The matter proceeded to a court trial. For purposes of the trial, the parties agreed and stipulated that the policy was cancelled on March 21, 2008, for SEC's nonpayment of the policy premium and that no claim received by SEC on or after that date could be considered timely under the terms of the policy. The parties further stipulated that Evanston had received notice of Hamilton's claim "as soon as practicable," as required under the policy, and that the sole basis for rejecting the claim was Evanston's contention that the claim was not received by SEC prior to the policy cancellation date.

At the trial, Hamilton's attorney, James Mortensen, testified he sent four letters to SEC notifying SEC of construction defects in the project and asking SEC to contact its insurance carrier. The letters, dated March 10, March 15, March 27, and April 29, 2008, were sent by first class mail to the address listed for SEC on its own website and on the website for the California Secretary of State, and were mailed either on the date indicated on the letter or the following day.
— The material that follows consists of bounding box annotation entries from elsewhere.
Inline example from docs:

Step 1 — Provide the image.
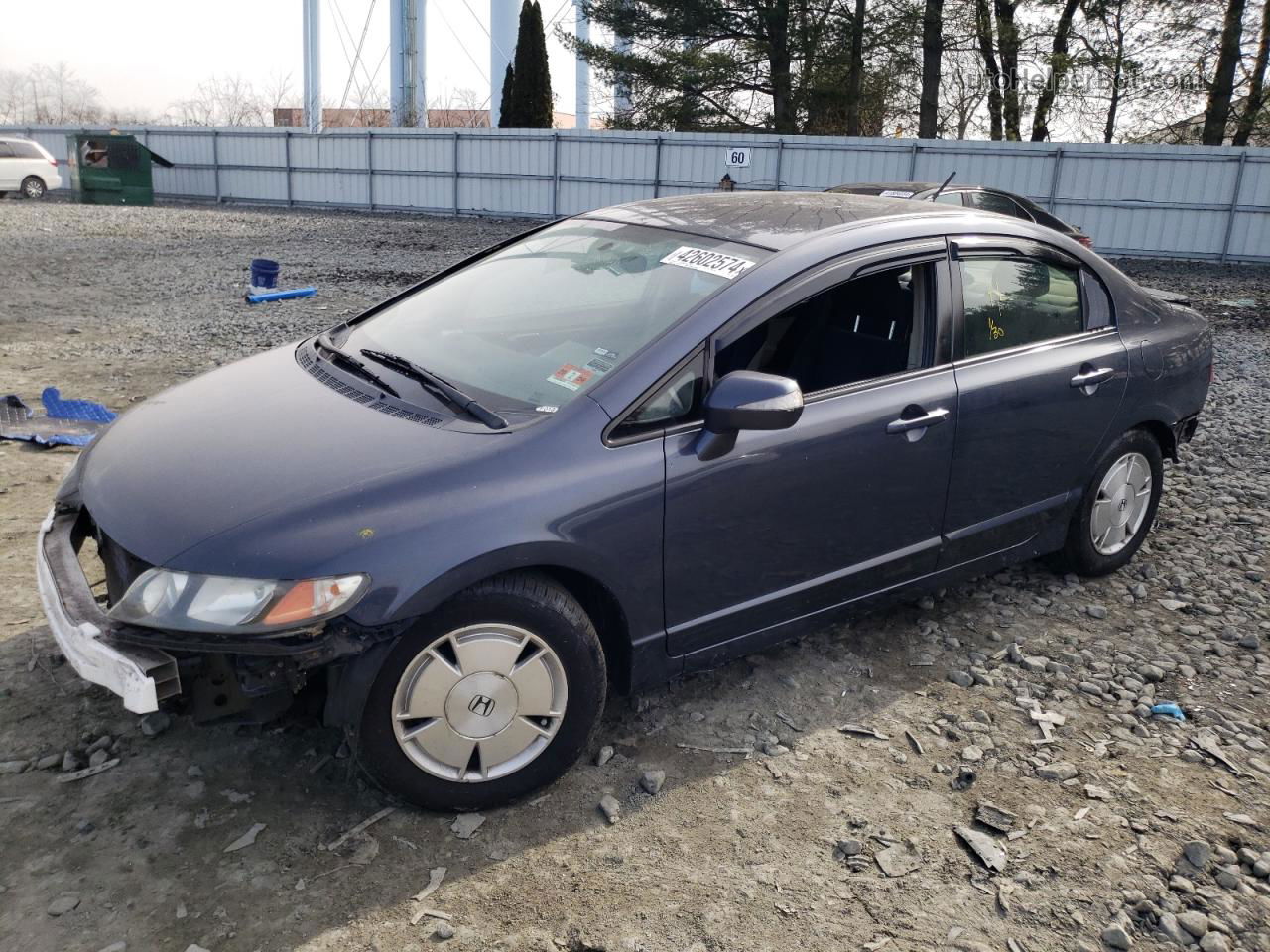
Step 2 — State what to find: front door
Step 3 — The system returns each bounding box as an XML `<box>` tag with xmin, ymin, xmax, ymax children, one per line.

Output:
<box><xmin>664</xmin><ymin>244</ymin><xmax>956</xmax><ymax>665</ymax></box>
<box><xmin>940</xmin><ymin>241</ymin><xmax>1129</xmax><ymax>568</ymax></box>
None of the letters was returned as undeliverable.

Riley testified that SEC filed a mail forwarding order with the post office in July 2007 when SEC moved its office from Tourney Road to Avenue Stanford. SEC thereafter began receiving mail at the Avenue Stanford address which had been forwarded from the former Tourney Road address. Riley further testified that of the four claim letters sent by Hamilton's counsel to SEC, the April 29, 2008 letter was only one he saw before the instant litigation commenced. The April 29, 2008 letter arrived by mail at SEC's Avenue Stanford address and Riley opened the letter in early May 2008. Because of SEC's financial difficulties, Riley was the sole remaining employee at SEC after February 2008 and the only person who would thereafter open SEC's mail. Riley described conditions at SEC at that time as chaotic and admitted that mail may have remained unopened for months. Riley further testified he did not know whether any of Hamilton's previous claim letters dated March 10, 15, or 27, 2008 had been delivered to SEC's Avenue Stanford address.
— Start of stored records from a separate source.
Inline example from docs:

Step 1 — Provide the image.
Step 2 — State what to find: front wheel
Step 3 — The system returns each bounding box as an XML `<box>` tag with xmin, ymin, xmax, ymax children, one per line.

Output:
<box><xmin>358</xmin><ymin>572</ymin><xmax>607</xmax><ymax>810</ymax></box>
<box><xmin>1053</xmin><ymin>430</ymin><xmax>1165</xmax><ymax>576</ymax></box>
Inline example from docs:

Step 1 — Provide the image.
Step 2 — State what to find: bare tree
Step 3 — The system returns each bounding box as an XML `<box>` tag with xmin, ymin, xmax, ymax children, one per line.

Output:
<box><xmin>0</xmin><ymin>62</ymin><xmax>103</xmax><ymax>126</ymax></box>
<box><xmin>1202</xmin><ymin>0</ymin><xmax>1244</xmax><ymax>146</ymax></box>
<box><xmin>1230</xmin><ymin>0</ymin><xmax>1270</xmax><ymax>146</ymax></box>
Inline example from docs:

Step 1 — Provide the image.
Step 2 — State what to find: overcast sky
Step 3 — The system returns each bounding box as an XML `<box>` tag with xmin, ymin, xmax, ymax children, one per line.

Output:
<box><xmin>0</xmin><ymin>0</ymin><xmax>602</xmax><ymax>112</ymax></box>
Evanston's claims manager, Melanie Brown, testified that the term "received by the Insured" as used in the policy can have several meanings. Brown agreed the term could mean deposit of a sealed claim letter in the mailbox at the insured's office. Brown further agreed that the insured would not have to open a sealed claim letter deposited in the insured's mailbox and read the contents of the letter in order to be deemed to have received the claim.
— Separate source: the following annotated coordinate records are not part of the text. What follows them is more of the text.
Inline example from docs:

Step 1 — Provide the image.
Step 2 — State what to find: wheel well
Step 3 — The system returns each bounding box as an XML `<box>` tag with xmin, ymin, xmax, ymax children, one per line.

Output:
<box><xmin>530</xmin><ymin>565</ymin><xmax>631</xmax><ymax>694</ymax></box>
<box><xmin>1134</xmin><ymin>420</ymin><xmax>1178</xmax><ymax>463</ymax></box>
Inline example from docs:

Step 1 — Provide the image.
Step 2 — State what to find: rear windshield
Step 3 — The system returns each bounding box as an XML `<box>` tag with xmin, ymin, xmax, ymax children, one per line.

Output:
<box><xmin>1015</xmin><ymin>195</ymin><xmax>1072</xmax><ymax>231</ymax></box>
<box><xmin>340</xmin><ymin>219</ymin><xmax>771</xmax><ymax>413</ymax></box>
At the conclusion of the trial, the trial court found that Hamilton sent four claim letters on or within a day of March 10, 15, 27 and April 29, 2008, by first class mail to SEC at its Tourney Road address, which was SEC's then address of record with the California Secretary of State's office. Applying the presumption accorded by Evidence Code section 641, the trial court then found that it was more likely than not that Hamilton's claim letters dated March 10, 2008 and March 15, 2008, were received by SEC in the ordinary course of mail before the March 21, 2008 policy cancellation date. That presumption, the trial court found, was not rebutted by any evidence produced by Evanston. The trial court concluded that Hamilton's claim letters were properly addressed to SEC's Tourney Road address because Hamilton was entitled to rely on that address as SEC's address of record listed with the California Secretary of State and on SEC's own website. The trial court further found that it was "probable" that Hamilton's March 10 and March 15, 2008 letters were delivered by mail to SEC's Avenue Stanford address before the March 21, 2008 policy cancellation date because both the Avenue Stanford and the Tourney Road addresses were located within the same zip code and the forwarding process would not have resulted in any significant delay in the delivery of forwarded mail. The trial court concluded that the term "received" by the insured was ambiguous, and that the term could reasonably be interpreted to mean deposit in SEC's mailbox, either at the former Tourney Road address or at the subsequent Avenue Stanford address.

The trial court ruled that the claim was covered under Evanston's policy and entered judgment against Evanston. This appeal followed.

EVANSTON'S CONTENTIONS

Evanston contends the trial court erred as a matter of law by concluding that deposit of Hamilton's claim in SEC's mailbox, without SEC's awareness of the claim, was a claim "received by the Insured" within the meaning of the policy. Evanston further contends the trial court erred by applying Evidence Code section 641, and that absent the presumption accorded by that statute, there was insufficient evidence to sustain Hamilton's burden of proving that a claim was timely received.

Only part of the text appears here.